Take Nathan Drake, for instance. During cut-scenes throughout the Uncharted series, he appears to be an approachable everyman. Nate (I feel like I can call him that) makes bad puns, stubs his toe, and regularly proves how little control he has. Developer Naughty Dog endeavored to give players an alternative to the cartoonish space marines we see too often. 

And yet, as soon as a cut-scene fades to black and the player regains control, Drake does an about face, and Mr. Hyde takes over. Suddenly, he's maiming faceless henchmen with reckless abandon. Breaking up the scenes of carnage, however, are cinematics which innocuously avoid the subject of mass murder. Despite convincing visuals, the continuity lapse reminds you that you are, indeed, still playing a video game. 

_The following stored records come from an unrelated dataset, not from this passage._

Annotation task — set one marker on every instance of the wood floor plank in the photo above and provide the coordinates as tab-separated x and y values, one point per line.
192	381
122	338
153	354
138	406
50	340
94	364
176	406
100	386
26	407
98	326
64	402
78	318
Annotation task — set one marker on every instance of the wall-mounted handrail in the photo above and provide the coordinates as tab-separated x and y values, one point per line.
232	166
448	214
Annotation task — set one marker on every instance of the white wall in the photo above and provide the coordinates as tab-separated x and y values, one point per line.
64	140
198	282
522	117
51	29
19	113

Naughty Dog has violated aesthetic distance. The term refers to the gap between the viewer's conscious reality and the game's fictional reality. Since Nate rarely, if ever, acknowledges the acts of violence he committed, the entire fantasy breaks down.  

 

Sometimes, in a bid to close the aesthetic gap, developers may inadvertently widen it. Back in 2009, the astute minds at BioWare noticed that blood, when shed during in-game confrontations, tended to disappear rather quickly in most games. So while developing Dragon Age: Origins, they insisted that players drenched in ogre's blood stay drenched. The theory made sense until the Redcliffe blacksmith greeted me — despite being covered head-to-toe in blood — with the same cheerful mantra. And just like that, the game broke an illusion that the player had cultivated over a five-hour dungeon crawl.  

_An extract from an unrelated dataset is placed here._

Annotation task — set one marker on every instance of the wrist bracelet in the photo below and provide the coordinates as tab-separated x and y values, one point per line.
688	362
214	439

Ultimately, the industry-wide race to fabricate the most "realistic" game hinges on the ability to close the aesthetic gap. But it's not simply a matter of visuals — after all, Star Wars: The Old Republic still manages to make me second guess real life. Instead, it's a question of continuity. Players become invested once they accept certain axioms of a game's fictional universe. Break one of those rules, and the dream begins to tear at the seams. 

In his book On Directing Film, writer/director David Mamet (Wag the Dog) brushes this entire discussion to the side. He asserts that any depiction of graphic violence is an inherrent violation of aesthetic distance. This because the instinctive reaction of humans is to judge whether the violence is real or not, pulling us out of the story. Because so many video games liberally depict acts of violence, Mamet suggests that gamers are permanently cognizant that the experience isn't real. 

Developer Clint Hocking coined the term "ludonarrative dissonance," which refers to a break in the aesthetic gap between video games and their players. 

Glados

Krystian Majewski, who works at the Cologne Game Lab, suggests that Portal 2 is the best case study for ludonarrative dissonance. Throughout the campaign, Chell (the involuntary test subject of Aperture Labs) finds the experiments disagreeable. As a character, her hope is to escape the facility and its torturous field tests. Yet the player wants to stick around for as long as possible. The narrative leads us to believe that the experiments are painful, while the gameplay indicates they're fun. 

To Chell, we must seem like sociopathic researchers intent on getting our kicks. Ironically, the player shares more in common with GLaDOS, the game's homicidal A.I., than with the avatar. 

Whether a miniscule glitch or a glaring design choice creates the aesthetic distance, players will have a tough time staying with the experience for very long. Though one day we'll play games that will go beyond mere simulacrum, I'm content to leave the blood on my face for now.